210 P.3d 929 (2009)
229 Or. App. 129
In the Matter of the MARRIAGE OF A.C.H., Petitioner-Respondent, and
D.R.H., Respondent-Appellant.
DR05070570; A134248.

Court of Appeals of Oregon.

Submitted on March 11, 2009.
Decided June 17, 2009.

930*930 Philip F. Schuster, II, Portland, and Dierking & Schuster filed the briefs for appellant.

Mark Johnson, Portland, and Johnson & Lechman-Su PC filed the brief for respondent.

Before LANDAU, Presiding Judge, and SCHUMAN, Judge, and ORTEGA, Judge.


In this marital dissolution case, husband appeals from a general judgment setting forth his obligation to pay child support for the parties' three minor children and a supplemental judgment awarding attorney fees to wife. On appeal, he contends that he is not M's father for purposes of a support obligation because M was conceived through an artificial insemination process that did not conform to statutory requirements. He also contests the trial court's award of attorney fees. On de novo review of the general judgment, ORS 19.415(3), we affirm. We also affirm the supplemental judgment awarding attorney fees.

In July 2005, wife filed a petition for dissolution of the parties' marriage. The petition recited: "There have been four children born or adopted of the marriage[.]" One child is an adult.

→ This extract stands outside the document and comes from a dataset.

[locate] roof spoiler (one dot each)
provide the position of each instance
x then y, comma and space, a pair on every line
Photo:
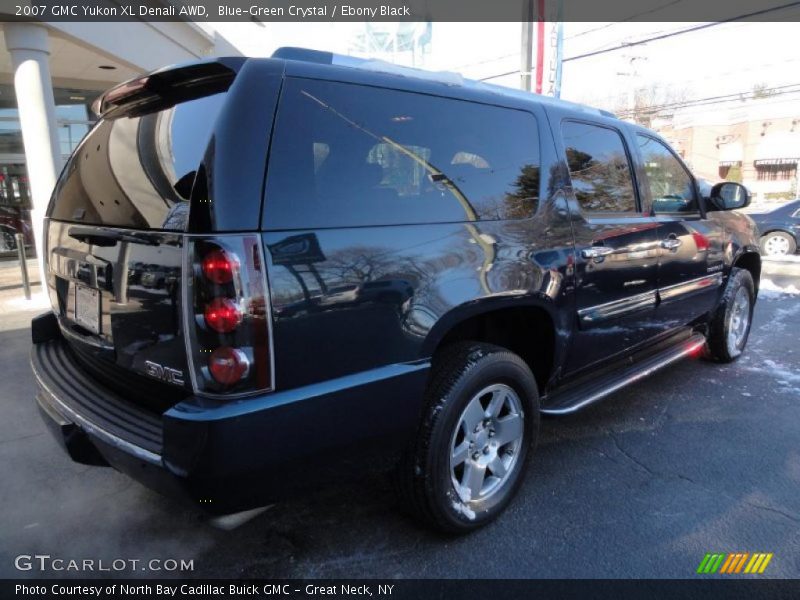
168, 86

The other three are minors, and the petition requested that husband "be required to pay child support to petitioner" for each minor child until the child "marries, dies, becomes emancipated, or ceases to be a child attending school as defined by ORS 107.108(4)."

The two older children were wife's from a prior marriage. Husband has adopted them. The youngest child, M, whose support is at issue in this case, was conceived in late January or early February 2003, through artificial insemination with donated semen (husband has been sterile since he was a teenager), and was born in November 2003, during the marriage.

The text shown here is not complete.